We also know about companies that didn’t customise. Their enterprise projects went up in months instead of years. Their installations were fast and cheap. But there were costs that didn’t show up in the project budget — the costs of endless changes and adjustments and unintended consequences from changing their business processes to match the way the software works.

That’s the obvious trade-off with out-of-the-box enterprise software: quick and clean on the technical side, messy and disruptive on the business side.

But there’s a more subtle trade-off, too: Getting a ready-to-use enterprise system means handing over the job of designing business processes to the software vendor.

That’s a lot to trust Oracle or SAP or PeopleSoft for. Not just getting the code right, but also getting the whole business process right. And then keeping it right with each upgrade, as business and markets and customer expectations change.
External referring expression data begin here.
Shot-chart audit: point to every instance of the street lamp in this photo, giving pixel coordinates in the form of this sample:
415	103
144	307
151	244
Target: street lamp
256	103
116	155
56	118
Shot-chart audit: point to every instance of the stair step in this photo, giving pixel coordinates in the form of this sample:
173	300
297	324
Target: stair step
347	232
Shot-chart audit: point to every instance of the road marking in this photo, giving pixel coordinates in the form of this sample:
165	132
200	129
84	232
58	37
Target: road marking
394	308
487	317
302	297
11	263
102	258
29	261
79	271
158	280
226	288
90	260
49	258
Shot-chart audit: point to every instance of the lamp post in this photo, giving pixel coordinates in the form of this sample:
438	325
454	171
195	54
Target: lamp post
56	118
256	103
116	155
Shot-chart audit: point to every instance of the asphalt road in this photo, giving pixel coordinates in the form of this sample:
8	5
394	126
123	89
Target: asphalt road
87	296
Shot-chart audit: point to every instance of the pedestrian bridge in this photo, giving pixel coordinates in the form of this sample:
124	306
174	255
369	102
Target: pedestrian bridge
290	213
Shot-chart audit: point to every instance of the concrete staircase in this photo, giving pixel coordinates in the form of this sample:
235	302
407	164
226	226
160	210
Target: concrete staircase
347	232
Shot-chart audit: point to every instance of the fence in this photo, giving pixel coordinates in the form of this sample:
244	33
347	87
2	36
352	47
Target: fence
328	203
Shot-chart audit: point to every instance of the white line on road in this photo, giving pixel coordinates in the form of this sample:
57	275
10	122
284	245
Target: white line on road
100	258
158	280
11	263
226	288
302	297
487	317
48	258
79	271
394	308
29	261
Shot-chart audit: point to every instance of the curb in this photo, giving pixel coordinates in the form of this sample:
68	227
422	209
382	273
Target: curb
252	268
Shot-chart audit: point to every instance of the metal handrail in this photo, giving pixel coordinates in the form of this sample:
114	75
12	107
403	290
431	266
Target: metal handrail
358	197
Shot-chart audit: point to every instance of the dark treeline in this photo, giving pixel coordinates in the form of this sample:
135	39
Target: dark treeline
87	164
And that’s what Ellison is really pitching. Not just an 85% solution, but 100% trust in the vendor’s ability to deliver a business model that works — and keeps working, pretty much forever.

Is that a good idea? Maybe, maybe not. It’s not your call. If ever there was a technology-related decision that has to be made by top management, the choice to outsource control of business processes has to be it.

But you can be sure of one thing: One of these days, your CEO will hear about this dandy idea for saving time and money by implementing an enterprise package without first customising it.

IT’s job then will be to explain what’s at stake: not just features or convenience or a fat project for IT — but also who controls how you do business.

Maybe, like GE, your CEO will decide it’s the right approach for certain operations. Maybe he’ll conclude it’s too much of a gamble.

Either way, make sure he’s got the full picture — not just 85% of it.